Excerpt: The Scruffyans
1. God Bless the Stately Homes.
The report of the early morning shotgun breaking the air was the first indication to the birds and the people of the Blowdon Estate that Sir Darcey was beating his bounds. Even through the mist surrounding the ancient hall, its gardens, woods and the village in the hollow still hid details from the prying eyes of the outside world, Sir Darcey claimed to be able to take any bird or animal in any conditions. Thankfully, for him, it did not seem to matter which bird. Pheasant and partridge, certainly - but crow, songbird and seagull all fell to the aristocrat's aim. The many ponds surrounding the low marsh attracted migrant waders, but never for long. Sir Darcey took a special pleasure in dispatching them. No incomers were allowed to intrude and disrupt the peace of the Blowdon Estate.
His Hounds would see the owner of this venerable demesne stalking the morning, an indistinct shape moving with slow precision through the mist, stately as a galley in procession, sailing through the grey. They, however, were hounds with human eyes. They knew how to react to the imprint of their master on the mist, thankful that Sir Darcey Blowdon knew his estate - every blade and every worm, as he often commented - and he expected everything and everybody in its allotted place. When the figure, wiry and alert, muffled by layers of wool and tweed, scarved and balaklava'd walked his grounds in the minutes after dawn, the men - they operated in teams of two - would switch on their arm patches.
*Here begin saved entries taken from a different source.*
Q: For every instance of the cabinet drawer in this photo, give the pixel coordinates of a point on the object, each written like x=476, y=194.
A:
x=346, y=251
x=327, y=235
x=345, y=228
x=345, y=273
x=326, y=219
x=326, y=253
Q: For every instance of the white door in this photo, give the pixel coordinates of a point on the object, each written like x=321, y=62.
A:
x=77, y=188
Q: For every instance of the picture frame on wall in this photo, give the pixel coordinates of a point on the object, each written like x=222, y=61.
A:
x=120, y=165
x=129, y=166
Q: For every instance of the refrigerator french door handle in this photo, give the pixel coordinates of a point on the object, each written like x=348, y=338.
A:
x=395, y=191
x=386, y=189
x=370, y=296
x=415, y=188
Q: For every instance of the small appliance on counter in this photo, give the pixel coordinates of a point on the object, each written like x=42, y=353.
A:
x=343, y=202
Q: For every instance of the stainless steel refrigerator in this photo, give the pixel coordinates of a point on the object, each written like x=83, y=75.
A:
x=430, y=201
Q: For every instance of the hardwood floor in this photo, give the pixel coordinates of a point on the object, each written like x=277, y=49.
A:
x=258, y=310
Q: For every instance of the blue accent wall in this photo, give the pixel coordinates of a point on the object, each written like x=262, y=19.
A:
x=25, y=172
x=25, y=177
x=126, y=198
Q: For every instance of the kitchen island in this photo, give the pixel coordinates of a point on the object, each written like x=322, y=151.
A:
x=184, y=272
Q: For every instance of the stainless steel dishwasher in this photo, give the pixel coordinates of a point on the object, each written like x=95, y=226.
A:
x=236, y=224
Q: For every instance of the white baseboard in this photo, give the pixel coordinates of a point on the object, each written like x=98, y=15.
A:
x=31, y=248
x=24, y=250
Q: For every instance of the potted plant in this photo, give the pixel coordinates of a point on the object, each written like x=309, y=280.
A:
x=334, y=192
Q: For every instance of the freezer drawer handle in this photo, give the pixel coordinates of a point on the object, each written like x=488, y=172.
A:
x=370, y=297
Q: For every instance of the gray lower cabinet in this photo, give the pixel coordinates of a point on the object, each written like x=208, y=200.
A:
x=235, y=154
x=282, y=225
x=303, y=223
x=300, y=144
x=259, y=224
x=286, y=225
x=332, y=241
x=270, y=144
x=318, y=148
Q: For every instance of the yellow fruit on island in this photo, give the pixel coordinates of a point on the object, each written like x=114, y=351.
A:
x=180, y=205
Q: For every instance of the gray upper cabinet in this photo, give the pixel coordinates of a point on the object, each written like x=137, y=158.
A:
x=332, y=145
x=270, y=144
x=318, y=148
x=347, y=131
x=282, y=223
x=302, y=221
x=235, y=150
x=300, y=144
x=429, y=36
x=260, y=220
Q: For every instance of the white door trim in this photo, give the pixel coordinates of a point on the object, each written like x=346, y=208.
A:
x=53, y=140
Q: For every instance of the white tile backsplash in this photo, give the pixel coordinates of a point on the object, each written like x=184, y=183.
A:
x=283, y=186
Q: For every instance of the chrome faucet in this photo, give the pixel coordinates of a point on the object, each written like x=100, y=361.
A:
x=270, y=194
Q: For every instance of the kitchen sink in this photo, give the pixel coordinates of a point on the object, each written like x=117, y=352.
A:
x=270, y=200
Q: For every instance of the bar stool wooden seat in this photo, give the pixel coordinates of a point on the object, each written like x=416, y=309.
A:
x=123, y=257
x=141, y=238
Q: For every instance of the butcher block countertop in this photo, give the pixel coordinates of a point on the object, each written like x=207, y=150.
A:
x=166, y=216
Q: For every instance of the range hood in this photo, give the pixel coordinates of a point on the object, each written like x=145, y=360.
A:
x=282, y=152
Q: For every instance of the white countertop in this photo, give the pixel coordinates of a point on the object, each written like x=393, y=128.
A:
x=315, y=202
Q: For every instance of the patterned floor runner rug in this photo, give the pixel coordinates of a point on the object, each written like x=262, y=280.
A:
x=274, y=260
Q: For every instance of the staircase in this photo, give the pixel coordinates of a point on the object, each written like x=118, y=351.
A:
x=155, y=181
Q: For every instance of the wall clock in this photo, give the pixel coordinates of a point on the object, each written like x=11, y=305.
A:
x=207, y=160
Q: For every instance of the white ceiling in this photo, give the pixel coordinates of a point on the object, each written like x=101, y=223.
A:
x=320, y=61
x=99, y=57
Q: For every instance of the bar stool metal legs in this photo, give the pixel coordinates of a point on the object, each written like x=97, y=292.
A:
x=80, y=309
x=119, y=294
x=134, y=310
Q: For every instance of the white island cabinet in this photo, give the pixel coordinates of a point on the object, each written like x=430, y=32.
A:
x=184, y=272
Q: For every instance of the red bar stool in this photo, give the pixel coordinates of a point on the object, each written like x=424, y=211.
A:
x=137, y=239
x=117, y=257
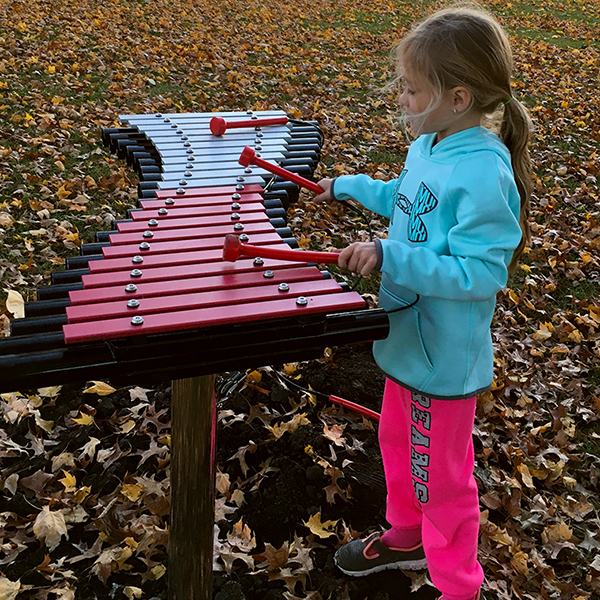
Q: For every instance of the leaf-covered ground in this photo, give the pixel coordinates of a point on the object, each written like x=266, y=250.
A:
x=84, y=483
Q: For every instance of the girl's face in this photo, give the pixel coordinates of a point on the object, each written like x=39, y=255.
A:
x=425, y=112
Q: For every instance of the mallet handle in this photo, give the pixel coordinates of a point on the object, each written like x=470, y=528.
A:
x=285, y=254
x=277, y=170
Small red lights, blinking through the haze, told the apparition of the morning that the shapes were not intruders, but the men he employed to keep the outside world at bay. The men he called his Hounds, out of affection and memory. The Blowdon Estate and the village that carried its name were places where memory died hard and history lingered slowly.
Sir Darcey's day always started early. Whatever the time of year, the alarm clock would loudly tick its way to ten minutes before dawn. Almanacs made sure that he was exactly on time every day. Dir Darcey would claim that the sleep he lost in the summer he would make up for come the long winter nights. As he would sometimes put it, he very nearly hibernated. Not strictly true, for his ten in the evening bed time was rigorously kept to as his early morning hunt. Routine and tradition were the watchwords of the family down the ages and Sir Darcey Blowdon was not going to be the one who broke the line! Entrusted with the estate for the last thirty years, he could still remember the words of his late father, Sit Hawthorne Blowdon: "Keep on, keep all". Of course, Sir Hawthorne ("Sir Hawty", though not to his face) could never have see the upheavals and disasters of the modern day, nor the radical, but necessary steps that his only son would have to take to preserve the sanctity of their precious land. Keeping on and keeping it all, however, were ideas that the Blowdon family had always been very good at putting into practice. All the same, Sir Darcey Blowdon felt the chill in his bones - not only the cold of the morn but the feeling of the end of days. Not his days, for he still felt the full vigour of his youth, despite his nearly seventy years, but the end of times. The threats to the estate were everywhere, and the dangers of the world outside reared as black clouds over the glorious sunshine days of Blowdon. Perhaps it was to exercise his mind and exorcise these ghosts that the lord of the land patrolled his grounds, so early every morning.